Older patients (≥ 65 years) were more likely to develop any grade CRS (p=0.04) and ICANS (p=0.047), and those requiring bridging chemotherapy were more likely to develop ICANS (p=0.025). High PCB was not associated with CRS or ICANS, but was associated with T cell exhaustion and increased CD56^dim NK-cells (p<0.05, Figure A).

At apheresis, patients with higher TNFα levels were more likely to develop ICANS (p=0.004), but no other cytokines were associated with toxicity at this timepoint, although patients with CRS and ICANS had numerically higher IL-6. At LD, elevated ratio of ANG2/ANG1 (p=0.029), IL-15 (p=0.019), and high CRP/low albumin ratio (p=0.007) were observed for patients that developed ICANS. Higher peak cytokines, ferritin, and CRP were associated with any grade CRS (p<0.05), and higher peak IL6 was associated with grade ≥ 2 CRS (p=0.03). Patients that developed any grade ICANS had higher peak IL6, IL15, ANG2 /ANG1 ratio, ferritin, and CRP (p<0.05), and these associations persisted for IL15, ANG2/ANG1 ratio, ferritin, and CRP for grade ≥ 2 ICANS (p<0.05). Achievement of ≥PR at D90 was associated with higher peak levels of GM-CSF, IL2, IFNγ, and TNFα (p<0.05, Figure B).
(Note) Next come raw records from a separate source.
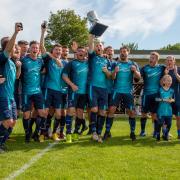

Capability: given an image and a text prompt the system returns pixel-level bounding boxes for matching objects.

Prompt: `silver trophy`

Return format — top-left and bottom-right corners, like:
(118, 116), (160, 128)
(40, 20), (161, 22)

(87, 11), (108, 37)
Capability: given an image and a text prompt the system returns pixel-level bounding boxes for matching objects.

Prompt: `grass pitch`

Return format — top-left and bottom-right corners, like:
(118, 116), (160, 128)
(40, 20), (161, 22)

(0, 118), (180, 180)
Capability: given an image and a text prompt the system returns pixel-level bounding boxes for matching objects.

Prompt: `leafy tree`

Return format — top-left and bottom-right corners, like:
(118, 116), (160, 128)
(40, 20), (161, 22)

(46, 9), (89, 47)
(161, 43), (180, 50)
(121, 42), (138, 50)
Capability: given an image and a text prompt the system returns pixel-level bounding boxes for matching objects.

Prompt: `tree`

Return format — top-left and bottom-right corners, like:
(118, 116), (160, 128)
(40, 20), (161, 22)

(45, 9), (89, 47)
(161, 43), (180, 50)
(121, 42), (138, 50)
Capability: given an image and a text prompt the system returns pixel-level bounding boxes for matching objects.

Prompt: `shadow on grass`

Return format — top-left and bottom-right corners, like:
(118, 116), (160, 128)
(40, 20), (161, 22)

(7, 134), (180, 152)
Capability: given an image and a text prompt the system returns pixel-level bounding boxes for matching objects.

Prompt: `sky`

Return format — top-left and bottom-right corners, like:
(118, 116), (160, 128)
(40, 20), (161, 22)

(0, 0), (180, 50)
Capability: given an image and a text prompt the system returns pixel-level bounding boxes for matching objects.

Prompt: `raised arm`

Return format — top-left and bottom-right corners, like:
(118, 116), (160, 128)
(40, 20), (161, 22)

(15, 60), (22, 79)
(5, 23), (22, 56)
(88, 34), (94, 52)
(40, 23), (47, 54)
(174, 65), (180, 82)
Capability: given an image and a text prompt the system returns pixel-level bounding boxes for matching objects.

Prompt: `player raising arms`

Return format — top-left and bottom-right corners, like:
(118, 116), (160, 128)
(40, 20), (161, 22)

(140, 52), (165, 137)
(165, 56), (180, 139)
(21, 29), (46, 142)
(0, 23), (21, 153)
(40, 21), (68, 141)
(108, 46), (141, 141)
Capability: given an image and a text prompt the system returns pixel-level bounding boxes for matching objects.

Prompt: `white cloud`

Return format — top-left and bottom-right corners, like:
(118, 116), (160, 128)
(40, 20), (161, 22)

(104, 0), (180, 37)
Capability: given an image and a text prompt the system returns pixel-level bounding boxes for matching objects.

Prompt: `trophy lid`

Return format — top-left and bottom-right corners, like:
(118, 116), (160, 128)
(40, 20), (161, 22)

(89, 22), (108, 37)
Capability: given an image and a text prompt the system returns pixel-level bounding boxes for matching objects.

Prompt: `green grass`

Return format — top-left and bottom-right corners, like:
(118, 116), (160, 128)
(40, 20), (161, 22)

(0, 119), (180, 180)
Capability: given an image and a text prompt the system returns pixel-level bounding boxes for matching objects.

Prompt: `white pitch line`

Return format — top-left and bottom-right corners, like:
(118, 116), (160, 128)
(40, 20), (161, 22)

(5, 142), (57, 180)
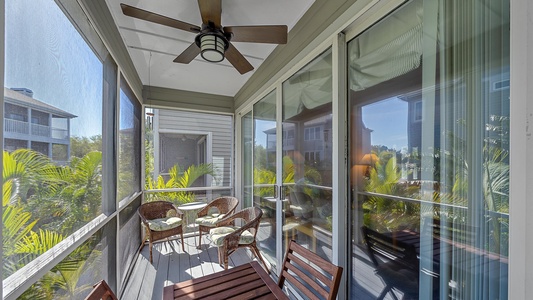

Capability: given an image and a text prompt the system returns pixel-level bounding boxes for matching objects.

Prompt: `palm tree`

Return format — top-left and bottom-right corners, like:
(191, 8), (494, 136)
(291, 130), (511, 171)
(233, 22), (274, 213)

(146, 164), (215, 204)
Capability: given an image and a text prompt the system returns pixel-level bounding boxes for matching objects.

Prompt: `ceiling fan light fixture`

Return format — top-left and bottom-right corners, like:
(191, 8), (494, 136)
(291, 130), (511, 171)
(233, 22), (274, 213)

(200, 33), (227, 62)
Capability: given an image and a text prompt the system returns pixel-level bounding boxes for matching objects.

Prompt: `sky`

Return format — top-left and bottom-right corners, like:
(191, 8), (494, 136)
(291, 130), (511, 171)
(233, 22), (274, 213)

(4, 0), (103, 137)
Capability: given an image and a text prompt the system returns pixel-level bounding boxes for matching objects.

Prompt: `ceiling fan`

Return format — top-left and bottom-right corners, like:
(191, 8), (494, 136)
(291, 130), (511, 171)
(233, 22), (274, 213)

(120, 0), (287, 74)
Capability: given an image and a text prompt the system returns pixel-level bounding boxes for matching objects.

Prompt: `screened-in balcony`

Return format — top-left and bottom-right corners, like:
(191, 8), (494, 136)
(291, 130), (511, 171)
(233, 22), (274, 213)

(0, 0), (533, 300)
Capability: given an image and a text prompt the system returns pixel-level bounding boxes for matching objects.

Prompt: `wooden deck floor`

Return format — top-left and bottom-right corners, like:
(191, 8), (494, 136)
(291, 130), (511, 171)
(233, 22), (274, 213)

(120, 236), (255, 300)
(120, 236), (402, 300)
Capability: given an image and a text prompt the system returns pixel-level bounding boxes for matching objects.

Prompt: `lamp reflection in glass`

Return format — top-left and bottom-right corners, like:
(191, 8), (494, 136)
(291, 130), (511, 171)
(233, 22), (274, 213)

(200, 34), (225, 62)
(359, 153), (379, 177)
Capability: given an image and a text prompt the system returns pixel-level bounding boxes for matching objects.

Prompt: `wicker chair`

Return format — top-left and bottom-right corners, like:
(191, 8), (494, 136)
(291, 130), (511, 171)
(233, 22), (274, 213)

(137, 201), (185, 263)
(194, 197), (239, 248)
(210, 207), (270, 273)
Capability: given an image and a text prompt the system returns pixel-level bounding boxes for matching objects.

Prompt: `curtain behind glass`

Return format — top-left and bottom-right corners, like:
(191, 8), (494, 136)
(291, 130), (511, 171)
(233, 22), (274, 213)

(348, 0), (509, 299)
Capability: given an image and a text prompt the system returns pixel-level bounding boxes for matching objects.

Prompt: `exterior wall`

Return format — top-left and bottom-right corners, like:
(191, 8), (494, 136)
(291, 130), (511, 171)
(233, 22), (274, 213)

(155, 109), (233, 186)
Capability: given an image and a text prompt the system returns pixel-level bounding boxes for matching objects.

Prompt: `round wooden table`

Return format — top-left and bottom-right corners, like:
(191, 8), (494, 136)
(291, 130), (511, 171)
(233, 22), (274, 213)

(178, 202), (207, 233)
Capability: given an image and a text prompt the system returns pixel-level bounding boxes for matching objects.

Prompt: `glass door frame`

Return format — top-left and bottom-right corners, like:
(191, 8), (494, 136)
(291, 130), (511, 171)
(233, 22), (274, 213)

(235, 33), (351, 290)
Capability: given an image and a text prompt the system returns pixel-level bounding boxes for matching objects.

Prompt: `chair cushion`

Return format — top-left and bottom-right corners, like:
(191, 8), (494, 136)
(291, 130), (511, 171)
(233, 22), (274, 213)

(148, 217), (182, 231)
(167, 209), (178, 218)
(194, 213), (226, 227)
(209, 226), (254, 247)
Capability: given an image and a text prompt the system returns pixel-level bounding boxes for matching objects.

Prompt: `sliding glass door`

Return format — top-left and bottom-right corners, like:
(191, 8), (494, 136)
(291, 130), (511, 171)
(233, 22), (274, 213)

(348, 0), (509, 299)
(251, 91), (279, 272)
(241, 49), (333, 273)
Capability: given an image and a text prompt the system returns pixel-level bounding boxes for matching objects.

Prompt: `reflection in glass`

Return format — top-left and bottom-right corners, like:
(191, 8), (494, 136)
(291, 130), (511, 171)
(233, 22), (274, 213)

(253, 91), (278, 272)
(241, 111), (254, 207)
(282, 49), (333, 261)
(348, 0), (509, 299)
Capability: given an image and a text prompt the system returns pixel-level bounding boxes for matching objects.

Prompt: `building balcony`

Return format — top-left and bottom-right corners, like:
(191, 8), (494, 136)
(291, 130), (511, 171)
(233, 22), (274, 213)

(4, 119), (69, 140)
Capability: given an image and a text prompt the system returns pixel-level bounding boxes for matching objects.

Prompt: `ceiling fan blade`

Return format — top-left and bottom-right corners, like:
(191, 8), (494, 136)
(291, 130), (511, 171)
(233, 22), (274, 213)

(224, 25), (287, 44)
(120, 3), (201, 33)
(198, 0), (222, 28)
(226, 43), (254, 74)
(174, 43), (200, 64)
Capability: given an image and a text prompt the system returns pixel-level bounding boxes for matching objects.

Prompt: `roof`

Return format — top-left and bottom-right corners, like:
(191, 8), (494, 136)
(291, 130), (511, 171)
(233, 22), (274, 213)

(4, 87), (77, 118)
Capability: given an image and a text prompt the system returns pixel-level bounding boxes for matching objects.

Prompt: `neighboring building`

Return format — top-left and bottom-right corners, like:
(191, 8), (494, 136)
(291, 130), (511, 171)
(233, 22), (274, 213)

(4, 88), (76, 164)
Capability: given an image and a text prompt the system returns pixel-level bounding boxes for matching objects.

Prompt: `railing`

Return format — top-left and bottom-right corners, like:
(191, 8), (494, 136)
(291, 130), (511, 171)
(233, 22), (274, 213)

(52, 128), (68, 140)
(31, 124), (50, 137)
(4, 119), (30, 134)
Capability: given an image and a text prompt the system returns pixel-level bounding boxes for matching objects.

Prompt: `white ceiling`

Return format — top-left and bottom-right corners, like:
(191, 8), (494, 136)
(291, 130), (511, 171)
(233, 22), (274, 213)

(107, 0), (314, 96)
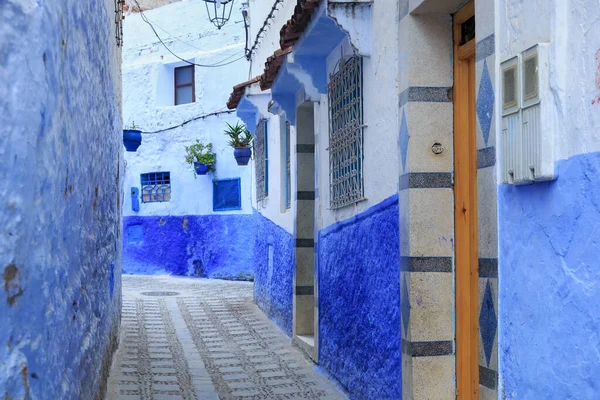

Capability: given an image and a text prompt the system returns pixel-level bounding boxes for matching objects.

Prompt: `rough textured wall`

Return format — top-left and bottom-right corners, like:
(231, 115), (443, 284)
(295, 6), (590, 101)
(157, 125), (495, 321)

(0, 0), (123, 399)
(123, 215), (255, 280)
(498, 153), (600, 399)
(496, 0), (600, 399)
(254, 212), (295, 337)
(318, 195), (402, 399)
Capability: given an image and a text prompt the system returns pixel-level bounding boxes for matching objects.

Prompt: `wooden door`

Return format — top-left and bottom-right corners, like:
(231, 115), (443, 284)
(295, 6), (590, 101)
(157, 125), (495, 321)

(453, 1), (479, 400)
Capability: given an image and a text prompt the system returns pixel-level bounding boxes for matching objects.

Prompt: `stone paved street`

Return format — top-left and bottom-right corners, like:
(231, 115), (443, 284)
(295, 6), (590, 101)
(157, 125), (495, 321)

(107, 275), (345, 400)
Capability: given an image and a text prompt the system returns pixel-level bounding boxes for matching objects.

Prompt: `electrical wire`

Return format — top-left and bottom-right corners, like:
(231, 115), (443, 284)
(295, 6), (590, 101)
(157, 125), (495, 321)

(142, 110), (235, 134)
(134, 0), (248, 68)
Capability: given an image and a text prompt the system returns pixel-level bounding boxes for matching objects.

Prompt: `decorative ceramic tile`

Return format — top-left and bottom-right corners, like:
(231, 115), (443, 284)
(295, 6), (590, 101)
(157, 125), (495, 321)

(479, 279), (498, 366)
(477, 61), (494, 146)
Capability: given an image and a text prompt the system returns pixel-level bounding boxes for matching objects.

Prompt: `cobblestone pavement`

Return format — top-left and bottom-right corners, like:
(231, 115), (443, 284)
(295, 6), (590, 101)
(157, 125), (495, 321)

(107, 275), (346, 400)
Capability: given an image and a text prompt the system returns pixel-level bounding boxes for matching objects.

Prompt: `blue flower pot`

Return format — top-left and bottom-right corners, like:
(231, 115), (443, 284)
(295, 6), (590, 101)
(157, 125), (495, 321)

(194, 162), (208, 175)
(123, 129), (142, 151)
(233, 147), (252, 165)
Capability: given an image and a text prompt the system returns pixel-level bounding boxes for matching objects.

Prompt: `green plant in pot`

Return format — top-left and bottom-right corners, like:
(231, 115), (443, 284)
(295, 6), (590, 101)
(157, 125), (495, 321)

(225, 122), (252, 165)
(185, 139), (217, 175)
(123, 122), (142, 152)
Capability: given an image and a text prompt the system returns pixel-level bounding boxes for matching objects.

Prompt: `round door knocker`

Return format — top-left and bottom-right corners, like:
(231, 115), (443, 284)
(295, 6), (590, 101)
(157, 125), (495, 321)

(431, 142), (444, 154)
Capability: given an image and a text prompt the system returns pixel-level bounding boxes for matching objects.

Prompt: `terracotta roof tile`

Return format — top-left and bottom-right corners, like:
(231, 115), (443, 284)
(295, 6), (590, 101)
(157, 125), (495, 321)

(227, 75), (260, 110)
(279, 0), (321, 49)
(227, 0), (321, 110)
(260, 46), (292, 90)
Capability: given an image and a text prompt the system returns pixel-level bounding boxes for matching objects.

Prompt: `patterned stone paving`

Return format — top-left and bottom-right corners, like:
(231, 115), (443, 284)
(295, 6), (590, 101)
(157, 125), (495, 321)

(107, 275), (346, 400)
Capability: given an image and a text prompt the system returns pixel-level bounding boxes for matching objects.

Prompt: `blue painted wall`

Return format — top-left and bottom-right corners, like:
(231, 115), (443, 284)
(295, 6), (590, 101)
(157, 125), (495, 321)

(498, 153), (600, 399)
(123, 214), (255, 280)
(318, 195), (402, 399)
(0, 0), (123, 400)
(254, 211), (295, 337)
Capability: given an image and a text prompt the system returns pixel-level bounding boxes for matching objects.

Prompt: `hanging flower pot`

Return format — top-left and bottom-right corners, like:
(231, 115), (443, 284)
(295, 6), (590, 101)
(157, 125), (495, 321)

(224, 122), (252, 165)
(185, 140), (217, 176)
(194, 162), (208, 175)
(233, 147), (252, 165)
(123, 122), (142, 151)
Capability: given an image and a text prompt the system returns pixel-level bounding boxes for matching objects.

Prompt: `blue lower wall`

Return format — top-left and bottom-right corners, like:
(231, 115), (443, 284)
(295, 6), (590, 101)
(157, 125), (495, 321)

(123, 214), (255, 280)
(254, 212), (295, 337)
(498, 153), (600, 399)
(318, 195), (402, 400)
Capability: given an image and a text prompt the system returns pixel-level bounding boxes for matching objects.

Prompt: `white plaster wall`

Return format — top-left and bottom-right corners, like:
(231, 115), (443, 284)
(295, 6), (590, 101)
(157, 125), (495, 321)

(244, 0), (296, 233)
(496, 0), (600, 159)
(123, 1), (252, 216)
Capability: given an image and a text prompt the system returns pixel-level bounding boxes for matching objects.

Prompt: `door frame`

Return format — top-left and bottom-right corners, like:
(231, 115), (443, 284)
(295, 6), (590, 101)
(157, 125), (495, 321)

(453, 0), (479, 400)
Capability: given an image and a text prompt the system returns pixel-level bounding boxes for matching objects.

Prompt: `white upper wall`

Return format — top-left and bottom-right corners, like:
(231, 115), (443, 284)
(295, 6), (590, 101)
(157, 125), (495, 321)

(123, 0), (252, 216)
(496, 0), (600, 159)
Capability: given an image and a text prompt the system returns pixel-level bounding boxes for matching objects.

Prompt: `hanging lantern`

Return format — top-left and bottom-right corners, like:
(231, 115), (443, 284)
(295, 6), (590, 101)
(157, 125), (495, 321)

(204, 0), (233, 29)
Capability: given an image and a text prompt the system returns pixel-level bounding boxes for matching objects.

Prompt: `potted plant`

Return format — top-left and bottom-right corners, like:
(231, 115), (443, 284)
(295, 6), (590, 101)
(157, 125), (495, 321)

(123, 121), (142, 151)
(225, 122), (252, 165)
(185, 139), (217, 175)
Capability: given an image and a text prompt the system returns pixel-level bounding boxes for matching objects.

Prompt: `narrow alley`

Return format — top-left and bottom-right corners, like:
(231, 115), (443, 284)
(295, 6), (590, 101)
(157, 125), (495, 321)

(108, 275), (345, 400)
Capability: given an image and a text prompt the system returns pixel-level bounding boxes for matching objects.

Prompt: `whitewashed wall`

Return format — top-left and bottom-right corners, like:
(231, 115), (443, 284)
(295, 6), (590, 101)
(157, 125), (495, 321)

(123, 1), (252, 216)
(252, 114), (296, 234)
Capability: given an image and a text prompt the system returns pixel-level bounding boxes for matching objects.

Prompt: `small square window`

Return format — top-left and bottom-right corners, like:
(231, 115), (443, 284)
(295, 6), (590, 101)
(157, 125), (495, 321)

(523, 54), (538, 100)
(502, 66), (517, 110)
(213, 178), (242, 211)
(175, 65), (196, 106)
(140, 172), (171, 203)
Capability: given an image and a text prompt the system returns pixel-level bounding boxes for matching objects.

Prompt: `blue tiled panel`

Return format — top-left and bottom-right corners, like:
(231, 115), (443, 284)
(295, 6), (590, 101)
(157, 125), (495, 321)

(498, 153), (600, 399)
(318, 195), (402, 399)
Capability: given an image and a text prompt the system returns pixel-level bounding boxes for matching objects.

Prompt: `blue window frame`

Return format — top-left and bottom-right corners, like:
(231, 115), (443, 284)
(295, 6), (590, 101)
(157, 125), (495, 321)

(213, 178), (242, 211)
(140, 172), (171, 203)
(285, 121), (292, 209)
(253, 119), (269, 201)
(327, 56), (365, 209)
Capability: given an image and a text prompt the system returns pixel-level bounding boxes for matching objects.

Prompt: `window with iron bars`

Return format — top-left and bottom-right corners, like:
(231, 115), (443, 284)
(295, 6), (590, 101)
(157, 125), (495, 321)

(140, 172), (171, 203)
(253, 119), (269, 201)
(327, 56), (364, 209)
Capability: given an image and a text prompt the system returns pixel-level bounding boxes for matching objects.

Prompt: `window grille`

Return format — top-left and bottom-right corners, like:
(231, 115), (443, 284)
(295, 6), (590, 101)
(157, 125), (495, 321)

(253, 119), (269, 201)
(328, 56), (364, 209)
(141, 172), (171, 203)
(285, 121), (292, 209)
(174, 65), (196, 106)
(115, 0), (125, 47)
(213, 178), (242, 211)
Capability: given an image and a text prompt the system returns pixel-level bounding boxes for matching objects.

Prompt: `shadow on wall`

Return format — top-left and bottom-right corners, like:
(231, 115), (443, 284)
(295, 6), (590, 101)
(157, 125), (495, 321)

(254, 211), (295, 337)
(123, 214), (255, 281)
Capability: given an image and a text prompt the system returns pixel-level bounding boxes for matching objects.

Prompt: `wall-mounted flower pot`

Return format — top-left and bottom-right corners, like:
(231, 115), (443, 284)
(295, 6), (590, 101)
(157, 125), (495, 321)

(233, 147), (252, 165)
(123, 129), (142, 151)
(194, 162), (208, 175)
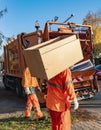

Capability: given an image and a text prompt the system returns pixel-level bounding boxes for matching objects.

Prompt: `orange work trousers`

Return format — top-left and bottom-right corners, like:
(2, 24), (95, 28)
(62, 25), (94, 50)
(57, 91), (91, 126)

(25, 94), (43, 118)
(49, 109), (71, 130)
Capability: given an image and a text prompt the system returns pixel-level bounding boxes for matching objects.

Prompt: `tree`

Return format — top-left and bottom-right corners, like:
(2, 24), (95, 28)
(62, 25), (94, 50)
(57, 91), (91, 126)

(0, 8), (9, 48)
(83, 10), (101, 56)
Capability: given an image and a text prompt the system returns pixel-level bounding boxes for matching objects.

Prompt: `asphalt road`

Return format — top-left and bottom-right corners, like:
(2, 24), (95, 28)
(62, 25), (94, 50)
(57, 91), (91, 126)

Conclusion. In this analysis of real-world TCE RRMM patients treated with commercial ide-cel, inflammatory markers, pre-treatment marrow plasma cell burden, and immune cell subsets were associated with treatment-related toxicities and early responses. These findings provide insights into potential avenues for toxicity prevention and therapeutic optimization in high-risk patients. Additional studies in a larger patient cohort are warranted to understand the complex relationships between inflammation, immunity, toxicity, and efficacy among TCE RRMM patients treated with ide-cel.